Search code examples
pythonregexloopsfreeze

Regex match (\w+) to capture single words delimited by |||


I am trying to match if there's singe word followed by \s|||\s and then another single word followed by \s|||\s so I'm using this regex:

single_word_regex = r'(\w+)+\s\|\|\|\s(\w+)\s\|\|\|\s.*'

And when I tried to match this string, the regex matching hangs or take minutes (possibly going into some sort of "deep loop")

>>> import re
>>> import time
>>> single_word_regex = r'(\w+)+\s\|\|\|\s(\w+)\s\|\|\|\s.*'        
>>> x = u'amornratchatchawansawangwong ||| amornratchatchawansawangwong . ||| 0.594819 0.5 0.594819 0.25 ||| 0-0 0-1 ||| 1 1 1 ||| |||'
>>> z = u'amor 我 ||| amor . i ||| 0.594819 0.0585231 0.594819 0.0489472 ||| 0-0 0-1 1-2 ||| 2 2 2 ||| |||'
>>> y = u'amor ||| amor ||| 0.396546 0.0833347 0.29741 0.08 ||| 0-0 0-1 ||| 3 4 2 ||| |||'
>>> re.match(single_word_regex, z, re.U)                                              
>>> re.match(single_word_regex, y, re.U)                                          
<_sre.SRE_Match object at 0x105b879c0>
>>> start = time.time(); re.match(single_word_regex, y, re.U); print time.time() - start
9.60826873779e-05
>>> start = time.time(); re.match(single_word_regex, x, re.U); print time.time() - start # It hangs...

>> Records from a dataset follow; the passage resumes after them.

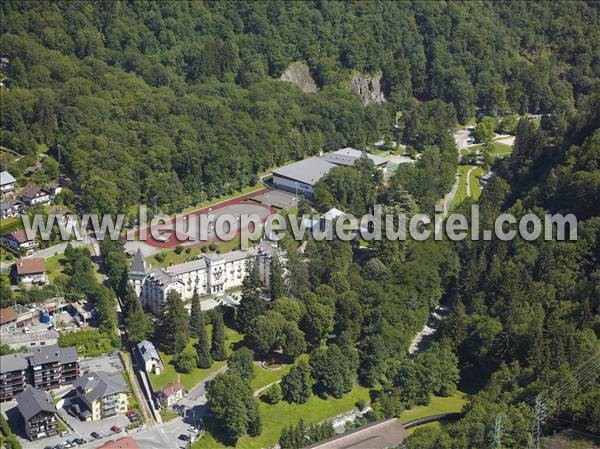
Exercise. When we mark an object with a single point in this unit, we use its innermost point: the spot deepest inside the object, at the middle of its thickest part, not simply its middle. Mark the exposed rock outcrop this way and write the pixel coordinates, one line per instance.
(368, 87)
(298, 74)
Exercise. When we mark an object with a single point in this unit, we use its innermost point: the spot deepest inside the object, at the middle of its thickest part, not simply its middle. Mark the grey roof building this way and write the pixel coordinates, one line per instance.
(308, 171)
(38, 413)
(150, 357)
(96, 385)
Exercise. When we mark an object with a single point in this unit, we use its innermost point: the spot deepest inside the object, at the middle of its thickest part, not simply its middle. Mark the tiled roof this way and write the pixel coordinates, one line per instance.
(30, 266)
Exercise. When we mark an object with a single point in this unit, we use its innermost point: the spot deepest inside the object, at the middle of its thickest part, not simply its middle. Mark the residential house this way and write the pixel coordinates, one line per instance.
(19, 241)
(38, 413)
(170, 394)
(10, 207)
(31, 271)
(13, 375)
(16, 316)
(54, 188)
(150, 357)
(34, 195)
(53, 366)
(102, 394)
(7, 183)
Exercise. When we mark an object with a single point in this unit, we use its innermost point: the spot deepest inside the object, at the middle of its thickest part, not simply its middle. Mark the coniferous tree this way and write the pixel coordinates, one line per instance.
(217, 350)
(204, 358)
(196, 319)
(277, 279)
(174, 328)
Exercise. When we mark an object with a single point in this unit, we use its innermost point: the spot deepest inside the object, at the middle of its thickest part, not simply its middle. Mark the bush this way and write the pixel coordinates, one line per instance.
(185, 362)
(273, 394)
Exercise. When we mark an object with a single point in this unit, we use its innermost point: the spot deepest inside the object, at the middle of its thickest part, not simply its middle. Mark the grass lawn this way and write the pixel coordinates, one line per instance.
(263, 377)
(190, 380)
(437, 406)
(276, 417)
(461, 192)
(475, 187)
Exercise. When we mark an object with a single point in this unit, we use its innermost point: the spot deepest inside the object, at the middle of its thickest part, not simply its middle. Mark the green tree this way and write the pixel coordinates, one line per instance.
(296, 386)
(217, 349)
(277, 279)
(173, 331)
(196, 318)
(231, 401)
(242, 362)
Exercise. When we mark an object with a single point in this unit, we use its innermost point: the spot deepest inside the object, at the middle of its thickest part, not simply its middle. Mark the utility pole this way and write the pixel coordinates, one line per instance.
(497, 438)
(534, 439)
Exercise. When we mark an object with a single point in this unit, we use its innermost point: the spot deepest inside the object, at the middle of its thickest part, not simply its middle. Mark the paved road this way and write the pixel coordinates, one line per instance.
(59, 249)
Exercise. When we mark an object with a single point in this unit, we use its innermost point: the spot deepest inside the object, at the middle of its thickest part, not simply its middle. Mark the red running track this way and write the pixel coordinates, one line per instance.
(174, 241)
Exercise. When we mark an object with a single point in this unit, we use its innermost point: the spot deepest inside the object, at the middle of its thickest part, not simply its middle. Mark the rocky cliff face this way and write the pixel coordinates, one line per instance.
(368, 87)
(298, 74)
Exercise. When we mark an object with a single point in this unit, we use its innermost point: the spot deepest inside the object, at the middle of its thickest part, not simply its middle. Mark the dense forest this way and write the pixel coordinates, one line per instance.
(527, 314)
(176, 99)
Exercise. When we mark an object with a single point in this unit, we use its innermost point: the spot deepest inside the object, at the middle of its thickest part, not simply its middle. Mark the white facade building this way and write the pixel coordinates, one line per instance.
(209, 274)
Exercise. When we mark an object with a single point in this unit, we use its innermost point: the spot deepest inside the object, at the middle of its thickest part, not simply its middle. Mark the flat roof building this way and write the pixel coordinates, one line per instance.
(301, 177)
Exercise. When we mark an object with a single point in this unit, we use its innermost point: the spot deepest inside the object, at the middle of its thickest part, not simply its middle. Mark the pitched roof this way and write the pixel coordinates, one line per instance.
(19, 235)
(6, 178)
(308, 171)
(139, 264)
(169, 389)
(8, 203)
(13, 362)
(30, 266)
(32, 401)
(148, 351)
(33, 192)
(95, 385)
(7, 315)
(121, 443)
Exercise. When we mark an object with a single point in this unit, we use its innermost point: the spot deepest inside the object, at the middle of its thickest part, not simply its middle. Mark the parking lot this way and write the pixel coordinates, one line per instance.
(109, 364)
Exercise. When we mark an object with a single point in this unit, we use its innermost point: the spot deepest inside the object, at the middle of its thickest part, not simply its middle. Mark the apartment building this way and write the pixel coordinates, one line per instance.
(103, 395)
(44, 367)
(13, 375)
(52, 366)
(38, 413)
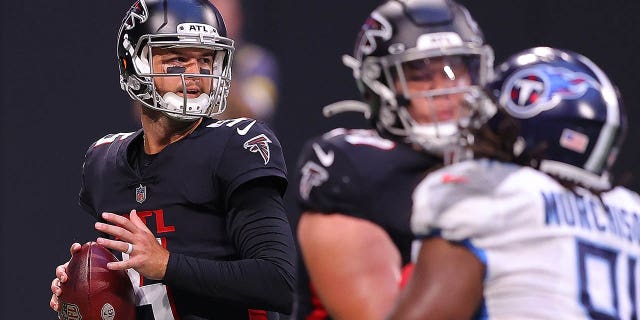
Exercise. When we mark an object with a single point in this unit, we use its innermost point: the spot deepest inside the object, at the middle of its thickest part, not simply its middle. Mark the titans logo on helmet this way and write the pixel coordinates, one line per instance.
(539, 88)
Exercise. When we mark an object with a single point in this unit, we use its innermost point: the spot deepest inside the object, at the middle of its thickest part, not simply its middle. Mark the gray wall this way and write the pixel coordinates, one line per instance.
(59, 92)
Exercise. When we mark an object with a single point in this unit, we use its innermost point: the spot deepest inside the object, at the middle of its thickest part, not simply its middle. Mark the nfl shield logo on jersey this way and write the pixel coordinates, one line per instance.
(141, 194)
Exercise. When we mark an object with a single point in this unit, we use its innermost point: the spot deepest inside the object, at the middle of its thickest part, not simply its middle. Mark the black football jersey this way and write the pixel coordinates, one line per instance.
(361, 174)
(182, 197)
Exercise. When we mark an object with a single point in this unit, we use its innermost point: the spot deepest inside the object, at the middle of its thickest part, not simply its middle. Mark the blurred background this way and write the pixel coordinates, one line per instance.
(59, 92)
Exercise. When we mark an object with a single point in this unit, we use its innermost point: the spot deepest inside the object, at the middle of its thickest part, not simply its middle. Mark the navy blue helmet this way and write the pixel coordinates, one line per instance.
(403, 40)
(151, 24)
(567, 110)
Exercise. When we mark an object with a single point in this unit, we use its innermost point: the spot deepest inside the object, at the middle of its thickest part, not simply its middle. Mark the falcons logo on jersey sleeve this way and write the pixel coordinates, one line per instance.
(259, 144)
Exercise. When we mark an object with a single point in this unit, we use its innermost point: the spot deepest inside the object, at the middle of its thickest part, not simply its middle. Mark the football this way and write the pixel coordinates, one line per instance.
(93, 292)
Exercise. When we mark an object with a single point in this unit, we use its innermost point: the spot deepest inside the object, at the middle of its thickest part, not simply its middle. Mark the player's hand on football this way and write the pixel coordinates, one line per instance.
(147, 256)
(61, 277)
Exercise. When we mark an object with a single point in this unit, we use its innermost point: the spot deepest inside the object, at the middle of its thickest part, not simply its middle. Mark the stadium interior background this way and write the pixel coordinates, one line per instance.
(59, 92)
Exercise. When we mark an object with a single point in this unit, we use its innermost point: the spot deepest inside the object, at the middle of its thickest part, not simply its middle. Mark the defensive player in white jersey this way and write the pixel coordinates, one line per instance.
(533, 228)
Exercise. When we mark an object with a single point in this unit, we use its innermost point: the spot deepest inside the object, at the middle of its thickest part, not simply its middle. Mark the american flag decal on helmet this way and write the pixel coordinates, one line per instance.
(259, 144)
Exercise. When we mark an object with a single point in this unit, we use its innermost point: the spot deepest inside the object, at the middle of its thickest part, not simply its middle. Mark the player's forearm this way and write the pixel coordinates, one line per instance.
(254, 283)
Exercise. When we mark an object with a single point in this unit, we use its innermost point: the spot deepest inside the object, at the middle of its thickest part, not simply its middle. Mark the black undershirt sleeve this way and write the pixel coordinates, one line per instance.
(264, 277)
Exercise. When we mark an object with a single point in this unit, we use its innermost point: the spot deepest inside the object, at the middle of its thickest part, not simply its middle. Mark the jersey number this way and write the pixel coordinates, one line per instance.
(599, 288)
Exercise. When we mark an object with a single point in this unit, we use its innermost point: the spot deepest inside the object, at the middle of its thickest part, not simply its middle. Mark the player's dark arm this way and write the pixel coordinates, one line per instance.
(446, 283)
(264, 278)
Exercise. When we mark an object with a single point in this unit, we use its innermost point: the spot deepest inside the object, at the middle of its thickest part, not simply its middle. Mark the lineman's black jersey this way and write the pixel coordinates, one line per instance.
(361, 174)
(182, 196)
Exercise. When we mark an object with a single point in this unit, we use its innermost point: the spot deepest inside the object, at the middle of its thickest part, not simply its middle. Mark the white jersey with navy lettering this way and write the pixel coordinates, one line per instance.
(549, 253)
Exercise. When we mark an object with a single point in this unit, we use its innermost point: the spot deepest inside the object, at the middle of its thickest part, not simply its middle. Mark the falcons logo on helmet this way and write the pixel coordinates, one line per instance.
(259, 144)
(138, 12)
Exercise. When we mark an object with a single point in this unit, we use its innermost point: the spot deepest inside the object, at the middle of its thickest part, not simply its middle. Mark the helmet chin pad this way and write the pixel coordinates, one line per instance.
(172, 106)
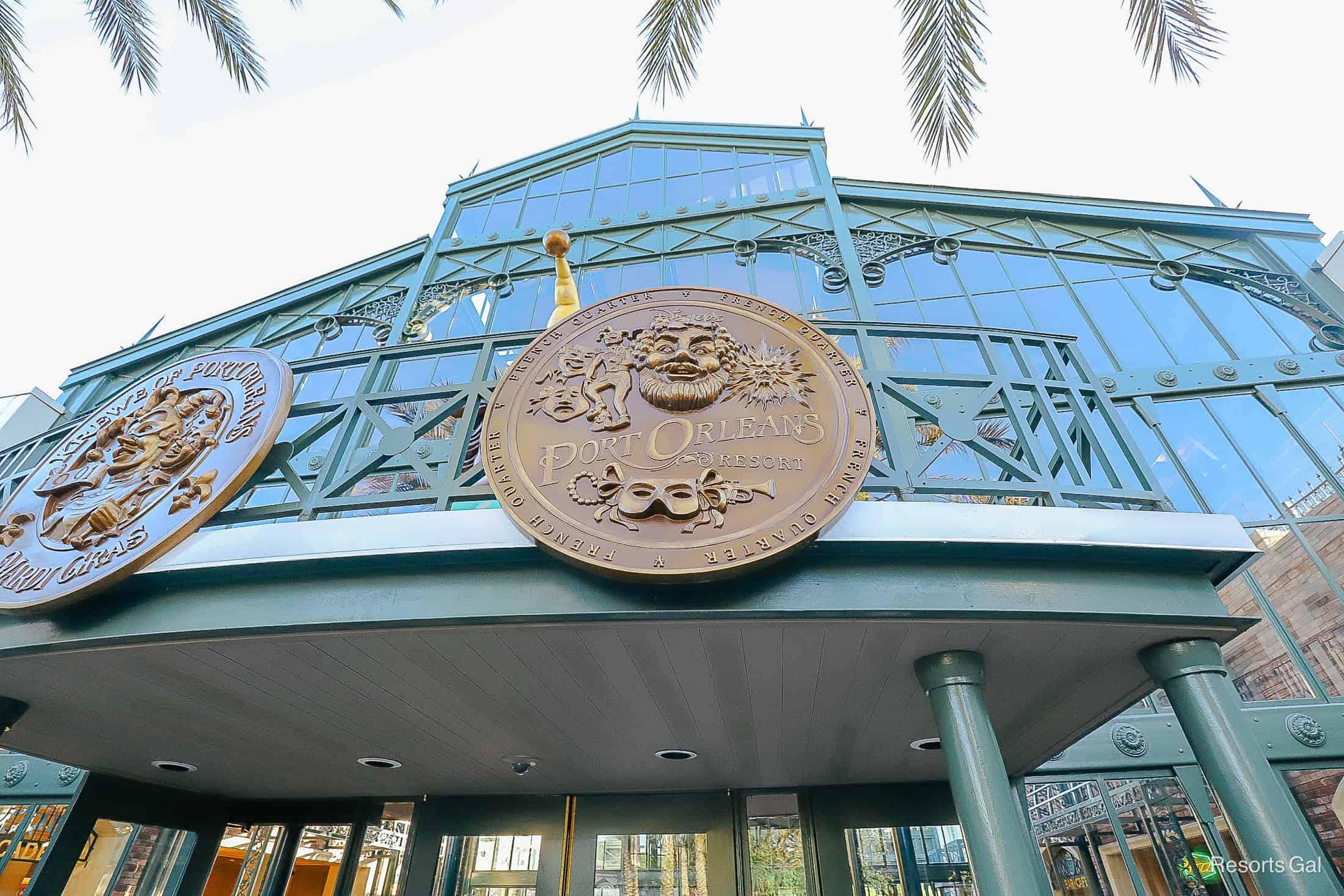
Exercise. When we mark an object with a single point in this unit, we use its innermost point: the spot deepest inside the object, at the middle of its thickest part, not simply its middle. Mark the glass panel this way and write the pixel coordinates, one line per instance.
(27, 850)
(1218, 472)
(775, 840)
(651, 865)
(318, 860)
(1077, 841)
(1258, 663)
(1302, 598)
(123, 859)
(1277, 457)
(498, 865)
(1164, 837)
(1125, 331)
(1321, 798)
(1178, 322)
(378, 872)
(1235, 320)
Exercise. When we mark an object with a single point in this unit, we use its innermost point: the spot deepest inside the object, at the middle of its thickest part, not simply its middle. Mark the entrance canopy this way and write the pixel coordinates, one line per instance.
(273, 657)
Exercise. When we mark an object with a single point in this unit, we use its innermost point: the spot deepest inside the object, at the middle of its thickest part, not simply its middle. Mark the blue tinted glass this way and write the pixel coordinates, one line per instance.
(581, 177)
(471, 220)
(776, 281)
(609, 200)
(1319, 418)
(929, 279)
(795, 172)
(545, 302)
(503, 216)
(894, 288)
(684, 190)
(720, 184)
(1002, 309)
(948, 311)
(597, 284)
(1030, 271)
(757, 179)
(901, 313)
(1178, 322)
(471, 315)
(683, 162)
(1276, 454)
(1158, 460)
(1056, 312)
(1222, 479)
(1125, 331)
(982, 272)
(538, 211)
(1235, 320)
(640, 275)
(573, 207)
(550, 184)
(725, 273)
(684, 272)
(648, 163)
(615, 169)
(646, 197)
(1077, 272)
(715, 159)
(514, 312)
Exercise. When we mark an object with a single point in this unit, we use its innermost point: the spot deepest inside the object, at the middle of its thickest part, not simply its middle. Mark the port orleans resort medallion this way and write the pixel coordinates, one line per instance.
(140, 475)
(677, 433)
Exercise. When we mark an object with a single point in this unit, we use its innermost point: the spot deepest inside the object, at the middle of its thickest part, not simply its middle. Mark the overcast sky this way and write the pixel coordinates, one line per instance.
(202, 199)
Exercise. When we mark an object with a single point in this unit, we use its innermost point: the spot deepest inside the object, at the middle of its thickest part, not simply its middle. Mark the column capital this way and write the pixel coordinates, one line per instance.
(951, 668)
(1177, 658)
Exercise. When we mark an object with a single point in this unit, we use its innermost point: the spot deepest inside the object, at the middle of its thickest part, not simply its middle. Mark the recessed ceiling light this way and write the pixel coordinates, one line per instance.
(675, 756)
(378, 762)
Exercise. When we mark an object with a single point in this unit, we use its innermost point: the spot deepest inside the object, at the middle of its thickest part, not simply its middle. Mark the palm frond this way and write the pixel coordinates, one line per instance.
(14, 92)
(943, 53)
(673, 32)
(1178, 32)
(126, 29)
(234, 49)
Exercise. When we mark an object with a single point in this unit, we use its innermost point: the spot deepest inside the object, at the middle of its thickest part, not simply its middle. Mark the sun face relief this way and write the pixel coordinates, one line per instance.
(140, 475)
(677, 433)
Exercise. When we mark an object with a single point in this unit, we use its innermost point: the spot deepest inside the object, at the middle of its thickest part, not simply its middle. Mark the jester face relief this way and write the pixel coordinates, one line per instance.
(684, 365)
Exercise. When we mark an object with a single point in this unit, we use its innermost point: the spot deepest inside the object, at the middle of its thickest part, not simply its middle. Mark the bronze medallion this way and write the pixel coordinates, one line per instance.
(139, 476)
(677, 433)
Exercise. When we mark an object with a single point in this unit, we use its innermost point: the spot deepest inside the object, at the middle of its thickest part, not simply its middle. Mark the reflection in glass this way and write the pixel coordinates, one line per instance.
(651, 865)
(123, 859)
(384, 851)
(26, 832)
(318, 860)
(775, 843)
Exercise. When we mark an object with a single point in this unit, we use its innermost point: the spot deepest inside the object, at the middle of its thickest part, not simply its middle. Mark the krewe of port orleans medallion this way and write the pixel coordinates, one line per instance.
(140, 475)
(677, 432)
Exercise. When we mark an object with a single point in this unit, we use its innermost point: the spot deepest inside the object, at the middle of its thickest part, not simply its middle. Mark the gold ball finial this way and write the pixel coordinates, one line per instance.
(557, 242)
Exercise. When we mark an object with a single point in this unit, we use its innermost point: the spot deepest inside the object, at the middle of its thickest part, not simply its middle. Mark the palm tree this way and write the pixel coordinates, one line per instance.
(126, 29)
(943, 56)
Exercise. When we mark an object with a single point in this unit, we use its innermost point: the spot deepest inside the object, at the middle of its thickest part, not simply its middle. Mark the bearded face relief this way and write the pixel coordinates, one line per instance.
(684, 363)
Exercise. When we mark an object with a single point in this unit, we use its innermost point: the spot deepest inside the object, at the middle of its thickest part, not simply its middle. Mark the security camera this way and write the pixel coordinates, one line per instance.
(520, 765)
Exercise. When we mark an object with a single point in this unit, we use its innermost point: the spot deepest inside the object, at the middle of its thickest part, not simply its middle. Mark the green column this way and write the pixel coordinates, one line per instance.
(1268, 824)
(1002, 852)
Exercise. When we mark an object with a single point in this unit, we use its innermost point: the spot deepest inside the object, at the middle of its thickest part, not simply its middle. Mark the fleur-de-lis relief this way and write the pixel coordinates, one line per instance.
(14, 528)
(194, 489)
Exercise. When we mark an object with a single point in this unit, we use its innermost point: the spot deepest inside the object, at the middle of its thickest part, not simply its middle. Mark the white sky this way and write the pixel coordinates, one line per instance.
(202, 199)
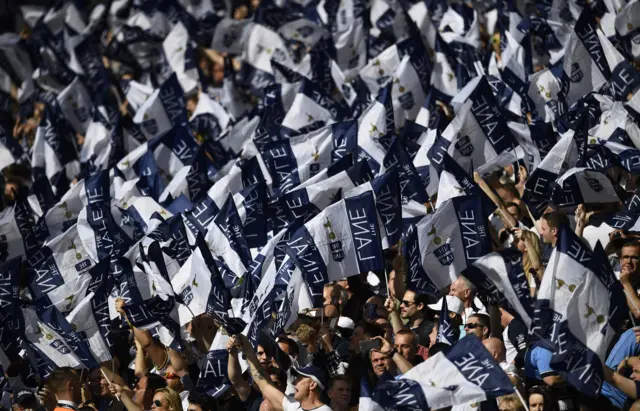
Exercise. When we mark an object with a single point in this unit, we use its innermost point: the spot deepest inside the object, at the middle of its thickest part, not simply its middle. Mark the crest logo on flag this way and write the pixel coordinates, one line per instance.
(305, 31)
(187, 295)
(343, 17)
(464, 146)
(336, 245)
(346, 91)
(576, 73)
(81, 112)
(278, 55)
(406, 101)
(443, 253)
(58, 345)
(593, 183)
(150, 125)
(231, 35)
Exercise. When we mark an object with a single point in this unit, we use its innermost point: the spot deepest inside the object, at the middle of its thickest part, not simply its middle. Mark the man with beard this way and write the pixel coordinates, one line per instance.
(630, 274)
(309, 384)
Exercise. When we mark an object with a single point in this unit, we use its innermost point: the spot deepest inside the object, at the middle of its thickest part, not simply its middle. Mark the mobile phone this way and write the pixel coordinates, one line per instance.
(368, 345)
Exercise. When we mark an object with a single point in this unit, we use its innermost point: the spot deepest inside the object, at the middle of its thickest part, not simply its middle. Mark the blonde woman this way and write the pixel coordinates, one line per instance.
(166, 399)
(529, 246)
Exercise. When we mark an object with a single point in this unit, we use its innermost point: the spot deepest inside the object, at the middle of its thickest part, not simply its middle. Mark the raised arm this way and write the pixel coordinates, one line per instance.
(269, 392)
(503, 214)
(235, 372)
(394, 316)
(156, 351)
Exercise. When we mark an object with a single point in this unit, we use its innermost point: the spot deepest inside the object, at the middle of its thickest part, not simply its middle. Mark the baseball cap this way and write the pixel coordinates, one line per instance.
(23, 397)
(313, 372)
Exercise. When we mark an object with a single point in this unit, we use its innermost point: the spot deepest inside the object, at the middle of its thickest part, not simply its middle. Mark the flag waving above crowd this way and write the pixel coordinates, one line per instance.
(319, 204)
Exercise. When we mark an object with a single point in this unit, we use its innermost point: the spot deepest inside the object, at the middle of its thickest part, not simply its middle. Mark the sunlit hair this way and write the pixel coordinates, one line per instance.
(172, 398)
(534, 243)
(305, 333)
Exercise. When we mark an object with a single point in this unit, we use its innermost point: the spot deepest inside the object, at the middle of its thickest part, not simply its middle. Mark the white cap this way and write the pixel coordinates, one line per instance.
(346, 322)
(454, 304)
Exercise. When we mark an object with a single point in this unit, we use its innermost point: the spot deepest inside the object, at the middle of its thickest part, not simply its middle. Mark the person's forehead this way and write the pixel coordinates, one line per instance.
(631, 249)
(339, 384)
(403, 339)
(375, 355)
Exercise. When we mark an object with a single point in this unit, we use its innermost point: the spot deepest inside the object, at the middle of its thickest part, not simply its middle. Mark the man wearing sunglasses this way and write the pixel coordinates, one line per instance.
(478, 325)
(310, 383)
(630, 274)
(412, 309)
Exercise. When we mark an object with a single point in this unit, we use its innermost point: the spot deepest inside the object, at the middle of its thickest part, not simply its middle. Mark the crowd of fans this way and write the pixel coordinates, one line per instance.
(368, 328)
(360, 336)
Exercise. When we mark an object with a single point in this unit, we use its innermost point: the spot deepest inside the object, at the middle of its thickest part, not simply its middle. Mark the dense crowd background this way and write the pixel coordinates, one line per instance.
(371, 326)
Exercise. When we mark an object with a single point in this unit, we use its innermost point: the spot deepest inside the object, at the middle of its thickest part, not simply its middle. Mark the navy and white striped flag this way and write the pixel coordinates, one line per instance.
(465, 373)
(443, 244)
(580, 308)
(500, 275)
(341, 241)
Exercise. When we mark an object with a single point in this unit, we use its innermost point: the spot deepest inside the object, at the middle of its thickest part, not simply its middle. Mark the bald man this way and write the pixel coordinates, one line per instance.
(496, 347)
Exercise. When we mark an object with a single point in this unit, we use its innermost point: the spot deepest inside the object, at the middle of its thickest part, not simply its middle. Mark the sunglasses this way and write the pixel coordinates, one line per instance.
(170, 376)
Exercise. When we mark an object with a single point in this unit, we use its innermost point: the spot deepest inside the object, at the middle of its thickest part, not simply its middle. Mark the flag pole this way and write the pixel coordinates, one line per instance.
(524, 404)
(108, 381)
(634, 306)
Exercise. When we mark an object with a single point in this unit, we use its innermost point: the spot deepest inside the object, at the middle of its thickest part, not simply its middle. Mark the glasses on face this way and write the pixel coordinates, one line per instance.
(170, 376)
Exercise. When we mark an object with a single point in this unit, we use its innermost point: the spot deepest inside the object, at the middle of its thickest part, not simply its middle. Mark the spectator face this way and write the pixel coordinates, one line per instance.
(634, 363)
(473, 327)
(263, 358)
(629, 257)
(375, 306)
(514, 211)
(380, 362)
(173, 380)
(98, 384)
(160, 403)
(459, 290)
(536, 402)
(406, 346)
(275, 379)
(340, 393)
(408, 306)
(546, 232)
(311, 346)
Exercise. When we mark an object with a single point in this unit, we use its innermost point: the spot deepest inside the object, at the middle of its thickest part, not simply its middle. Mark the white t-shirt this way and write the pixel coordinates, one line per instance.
(291, 405)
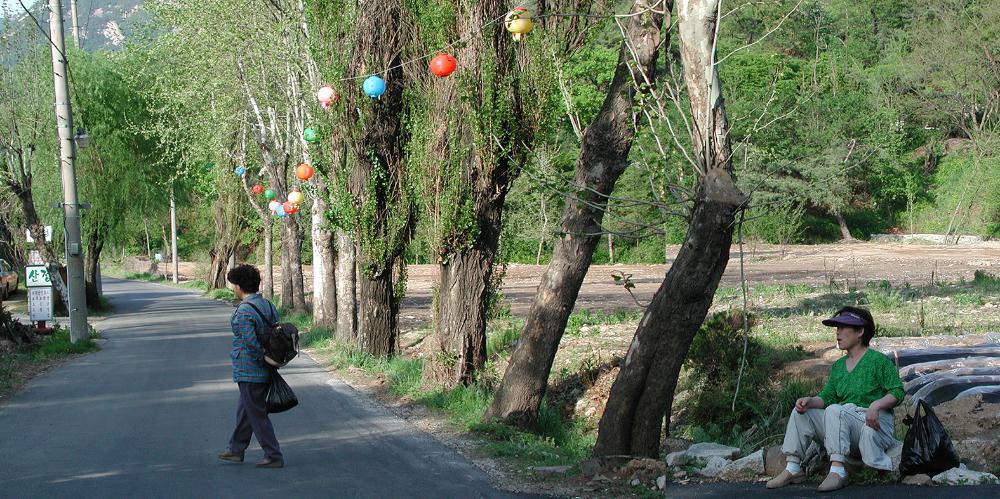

Why is it taking that long?

Is there a better/simpler regex to capture this conditionlen(x.split(' ||| ')[0].split()) == 1 == len(x.split(' ||| ').split())?


Solution

  • Note that by itself, a r'(\w+)+' pattern will not cause the catastrophic backtracking, it will only be "evil" inside a longer expression and especially when it is placed next to the start of the pattern since in case subsequent subpatterns fail the engine backtracks to this one, and as the 1+ quantifier inside is again quantified with +, that creates a huge amount of possible variations to try before failing. You may have a look at your regex demo and click the regex debugger on the left to see example regex engine behavior.

    The current regex can be written as

    r'^(\w+)\s\|{3}\s(\w+)\s\|{3}\s(.*)'
    

    See the regex demo where there will be a match if you remove space and . in the second field.

    Details:

    • ^ - start of string (not necessary with re.match)
    • (\w+) - (Group 1) 1+ letters/digits/underscores
    • \s - a whitespace
    • \|{3} - 3 pipe symbols
    • \s(\w+)\s\|{3}\s - see above ((\w+) creates Group 2)
    • (.*) - (Group 3) any 0+ characters other than linebreak characters.